JessicaTegner/pypandoc

Sorting the order of multiple globbed files

Opened this issue · 7 comments

PR #248 supports the ability to pass multiple files, but I notice that if I pass a glob pattern (eg *.html) to combine multiple files into a single PDF:

  • in the command line version of pandoc, the glob returned docs are parsed in alphabetical sort order;
  • in pypandoc, the glob returned files are parsed in an arbitrary order.

If a glob pattern is passed, eg to capture files 01.md, 02.md etc, it would be really useful if the sort order were respected.

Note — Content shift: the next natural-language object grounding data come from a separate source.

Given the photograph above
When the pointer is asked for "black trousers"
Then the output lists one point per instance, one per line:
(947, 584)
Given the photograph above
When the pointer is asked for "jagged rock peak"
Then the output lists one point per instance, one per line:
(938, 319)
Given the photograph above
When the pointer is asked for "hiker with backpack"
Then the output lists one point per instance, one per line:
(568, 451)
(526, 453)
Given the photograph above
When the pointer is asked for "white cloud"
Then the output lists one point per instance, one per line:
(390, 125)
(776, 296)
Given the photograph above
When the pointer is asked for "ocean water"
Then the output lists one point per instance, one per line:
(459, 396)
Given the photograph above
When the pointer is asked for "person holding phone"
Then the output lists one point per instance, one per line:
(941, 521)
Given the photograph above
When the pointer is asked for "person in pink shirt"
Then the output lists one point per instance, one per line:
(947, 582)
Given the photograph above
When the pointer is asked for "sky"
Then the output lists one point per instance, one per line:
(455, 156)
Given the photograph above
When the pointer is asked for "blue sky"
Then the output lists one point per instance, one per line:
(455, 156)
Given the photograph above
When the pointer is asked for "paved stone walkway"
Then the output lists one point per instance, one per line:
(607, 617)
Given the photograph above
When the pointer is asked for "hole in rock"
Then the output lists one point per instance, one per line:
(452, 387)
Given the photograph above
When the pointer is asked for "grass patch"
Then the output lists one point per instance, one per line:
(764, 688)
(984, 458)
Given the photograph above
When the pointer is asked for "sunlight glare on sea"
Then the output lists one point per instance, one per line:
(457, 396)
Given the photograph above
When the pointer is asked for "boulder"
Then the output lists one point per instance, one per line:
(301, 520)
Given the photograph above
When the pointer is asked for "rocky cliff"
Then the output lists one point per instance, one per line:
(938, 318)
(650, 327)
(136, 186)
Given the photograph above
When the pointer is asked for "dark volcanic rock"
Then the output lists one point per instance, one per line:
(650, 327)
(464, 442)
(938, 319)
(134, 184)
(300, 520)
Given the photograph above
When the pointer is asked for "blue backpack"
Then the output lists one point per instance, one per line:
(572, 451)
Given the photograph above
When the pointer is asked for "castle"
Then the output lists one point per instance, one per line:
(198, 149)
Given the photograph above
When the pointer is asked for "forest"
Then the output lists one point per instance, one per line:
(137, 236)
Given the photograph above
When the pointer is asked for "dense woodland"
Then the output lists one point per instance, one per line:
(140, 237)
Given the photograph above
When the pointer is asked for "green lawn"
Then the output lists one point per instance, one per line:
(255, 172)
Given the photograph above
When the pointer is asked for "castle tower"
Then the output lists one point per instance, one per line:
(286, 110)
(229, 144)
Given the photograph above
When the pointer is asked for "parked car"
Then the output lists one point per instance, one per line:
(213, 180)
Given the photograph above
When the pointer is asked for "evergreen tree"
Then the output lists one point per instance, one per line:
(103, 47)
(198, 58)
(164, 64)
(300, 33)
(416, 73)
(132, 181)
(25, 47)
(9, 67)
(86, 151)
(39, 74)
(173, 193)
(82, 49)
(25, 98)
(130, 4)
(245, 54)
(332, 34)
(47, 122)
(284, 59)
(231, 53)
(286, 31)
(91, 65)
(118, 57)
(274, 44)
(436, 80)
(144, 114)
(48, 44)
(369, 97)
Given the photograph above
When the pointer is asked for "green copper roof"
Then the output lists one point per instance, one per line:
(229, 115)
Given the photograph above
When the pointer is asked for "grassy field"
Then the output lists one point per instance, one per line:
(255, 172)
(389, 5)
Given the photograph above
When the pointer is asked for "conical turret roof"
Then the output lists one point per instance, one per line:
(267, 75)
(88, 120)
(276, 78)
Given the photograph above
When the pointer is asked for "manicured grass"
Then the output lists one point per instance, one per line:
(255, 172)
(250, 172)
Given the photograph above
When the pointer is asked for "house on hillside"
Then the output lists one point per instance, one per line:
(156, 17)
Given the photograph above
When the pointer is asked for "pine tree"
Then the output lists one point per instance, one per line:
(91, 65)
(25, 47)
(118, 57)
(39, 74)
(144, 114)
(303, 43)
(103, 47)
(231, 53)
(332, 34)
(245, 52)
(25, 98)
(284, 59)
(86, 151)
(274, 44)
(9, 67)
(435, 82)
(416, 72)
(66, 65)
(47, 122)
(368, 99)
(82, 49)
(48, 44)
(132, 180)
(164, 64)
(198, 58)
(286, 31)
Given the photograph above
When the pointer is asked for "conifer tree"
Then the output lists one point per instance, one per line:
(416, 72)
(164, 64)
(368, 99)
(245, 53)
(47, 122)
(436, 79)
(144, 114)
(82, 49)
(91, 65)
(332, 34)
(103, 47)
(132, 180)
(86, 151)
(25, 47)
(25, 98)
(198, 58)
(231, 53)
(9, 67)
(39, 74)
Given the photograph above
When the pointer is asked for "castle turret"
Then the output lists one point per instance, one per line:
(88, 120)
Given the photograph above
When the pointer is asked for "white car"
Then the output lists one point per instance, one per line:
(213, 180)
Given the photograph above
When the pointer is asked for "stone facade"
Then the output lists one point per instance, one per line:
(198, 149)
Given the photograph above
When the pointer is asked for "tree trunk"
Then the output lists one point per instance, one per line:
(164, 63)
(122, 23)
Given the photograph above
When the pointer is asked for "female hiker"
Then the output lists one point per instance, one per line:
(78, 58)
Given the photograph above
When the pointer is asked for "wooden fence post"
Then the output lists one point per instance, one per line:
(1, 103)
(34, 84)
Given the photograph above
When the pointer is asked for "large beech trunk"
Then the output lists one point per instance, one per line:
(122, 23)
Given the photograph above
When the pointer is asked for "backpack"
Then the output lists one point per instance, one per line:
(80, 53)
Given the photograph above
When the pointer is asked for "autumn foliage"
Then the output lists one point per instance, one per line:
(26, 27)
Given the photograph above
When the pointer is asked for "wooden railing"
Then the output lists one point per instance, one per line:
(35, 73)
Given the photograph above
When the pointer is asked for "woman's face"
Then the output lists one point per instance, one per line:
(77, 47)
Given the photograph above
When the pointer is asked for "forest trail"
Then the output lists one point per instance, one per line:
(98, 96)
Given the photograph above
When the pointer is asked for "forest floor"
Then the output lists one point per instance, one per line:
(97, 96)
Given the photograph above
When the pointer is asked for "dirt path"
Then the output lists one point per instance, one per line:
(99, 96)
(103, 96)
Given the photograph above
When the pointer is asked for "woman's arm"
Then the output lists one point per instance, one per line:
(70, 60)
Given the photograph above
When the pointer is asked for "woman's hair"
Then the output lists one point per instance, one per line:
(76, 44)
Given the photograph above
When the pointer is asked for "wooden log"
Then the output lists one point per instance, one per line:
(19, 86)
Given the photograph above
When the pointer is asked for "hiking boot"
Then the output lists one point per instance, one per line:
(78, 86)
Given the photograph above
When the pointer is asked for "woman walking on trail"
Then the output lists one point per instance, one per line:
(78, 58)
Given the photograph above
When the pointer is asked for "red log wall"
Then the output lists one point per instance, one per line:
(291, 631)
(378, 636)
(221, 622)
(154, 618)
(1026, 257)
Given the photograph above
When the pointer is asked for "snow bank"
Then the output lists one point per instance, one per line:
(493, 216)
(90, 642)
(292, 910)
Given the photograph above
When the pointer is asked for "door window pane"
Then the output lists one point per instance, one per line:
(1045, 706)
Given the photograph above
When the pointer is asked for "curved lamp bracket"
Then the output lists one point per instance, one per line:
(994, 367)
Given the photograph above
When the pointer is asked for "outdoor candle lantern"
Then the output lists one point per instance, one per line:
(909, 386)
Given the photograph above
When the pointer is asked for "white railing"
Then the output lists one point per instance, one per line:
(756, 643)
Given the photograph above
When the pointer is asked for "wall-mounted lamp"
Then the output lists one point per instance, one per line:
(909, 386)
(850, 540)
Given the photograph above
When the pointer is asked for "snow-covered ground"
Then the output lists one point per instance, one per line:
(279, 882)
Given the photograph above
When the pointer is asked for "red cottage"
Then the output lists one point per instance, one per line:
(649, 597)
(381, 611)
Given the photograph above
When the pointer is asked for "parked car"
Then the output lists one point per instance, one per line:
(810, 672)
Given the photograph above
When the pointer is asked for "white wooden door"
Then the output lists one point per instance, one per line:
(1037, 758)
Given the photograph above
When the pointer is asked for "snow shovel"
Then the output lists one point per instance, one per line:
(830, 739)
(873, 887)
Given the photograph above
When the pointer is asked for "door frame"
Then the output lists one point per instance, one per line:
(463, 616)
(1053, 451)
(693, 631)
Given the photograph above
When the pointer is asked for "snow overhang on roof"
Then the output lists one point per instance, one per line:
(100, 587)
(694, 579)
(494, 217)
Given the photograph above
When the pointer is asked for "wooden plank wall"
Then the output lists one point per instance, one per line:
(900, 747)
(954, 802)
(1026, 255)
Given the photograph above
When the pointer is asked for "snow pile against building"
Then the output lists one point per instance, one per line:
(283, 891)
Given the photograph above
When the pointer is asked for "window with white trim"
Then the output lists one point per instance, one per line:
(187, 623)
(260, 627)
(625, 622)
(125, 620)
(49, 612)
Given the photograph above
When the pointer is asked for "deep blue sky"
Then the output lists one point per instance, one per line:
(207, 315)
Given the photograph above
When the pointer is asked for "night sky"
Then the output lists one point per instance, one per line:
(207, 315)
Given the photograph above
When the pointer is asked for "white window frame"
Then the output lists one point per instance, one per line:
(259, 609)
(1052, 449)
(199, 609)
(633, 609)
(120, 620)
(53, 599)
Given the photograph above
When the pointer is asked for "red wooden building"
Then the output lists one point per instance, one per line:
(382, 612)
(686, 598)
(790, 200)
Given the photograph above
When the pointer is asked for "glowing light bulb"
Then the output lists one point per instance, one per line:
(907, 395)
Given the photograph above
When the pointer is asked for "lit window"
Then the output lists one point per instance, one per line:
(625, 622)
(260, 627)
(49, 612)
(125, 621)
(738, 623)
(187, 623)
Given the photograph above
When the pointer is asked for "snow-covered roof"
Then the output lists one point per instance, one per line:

@JessicaTegner I have added a fix for this in my PR. Can I be assigned to this. Let me know if I have to edit my code, thanks.

Hello @JessicaTegner ,

I saw that this request was merge here: #292

Upgrading from 1.9 to 1.10 caused a regression in my application.
As we can pass a list of files, with this change, it's now impossible to pass a list of files with my preferred order.
If I have files named book.md, addenda01.md, addenda02.md and I want to pass them keeping the order, it will not work.

My suggestion is that the sorting should be done on user side. The change should be revert then.
If it's not possible to revert the change, I suggest that another argument sort_input_files=False is added (I don't think it's a good idea to add an argument just for that but I see no other possibility).

cc @psychemedia

IIRC, my original issye was inconsistency between default pandoc and pypandoc behaviours.

I think the multiple

I must be left to pandoc instead of doing it in this library

Pandoc accepts this command: pandoc _posts/*.md --from markdown -o books/cookbook.epub

When we use pypandoc as this: pypandoc.convert_file('_posts/*.md', 'epub', outputfile="books/test.epub")

instead of listing individually files before passing them to Pandoc as done here: https://github.com/JessicaTegner/pypandoc/blob/master/pypandoc/__init__.py#L159-L168
This glob (_posts/*.md) must be passed as it is to pandoc.

This will avoid inconsistency between pypandoc and pandoc and reduce the processing needed in this package. WDYT @JessicaTegner

@fsoedjede that seems okay on the surface, but I'm not sure if that would mean that we would run in to some errors with automatics detection of the file type (since I'm pretty sure we do that at some point)

Also @fsoedjede I just tried your command and I get the following output

pandoc.exe: tests/*.md: withBinaryFile: invalid argument (Invalid argument)                                             

Hi @JessicaTegner! I'm trying to track down the same withBinaryFile: invalid argument (Invalid argument) error I'm seeing with pandoc on Windows... any idea what could cause it? (There aren't many hits after searching for a while; in fact I think this error is the first I've seen.) Appreciate any insight you might have. Thanks!

Admittedly, I'm kinda doing something weird, but maybe these details help (?)... I'm running something like pandoc file.md -o file.docx on Windows with the latest pandoc version 3.1.9 and it works flawlessly in either PowerShell or Git Bash... but if I run from within a Rust utility in Git Bash via std::process::Command::new("sh").args(["-c", "pandoc file.md -o file.docx"]).spawn().unwrap().wait().unwrap() suddenly it doesn't work... but other commands via this method work fine. I have also tried several other Pandoc versions and so far they're all consistently working / not working in the same way.

It'd be nice if searching pandoc source code repo and/or issues for this error produced anything... ;-)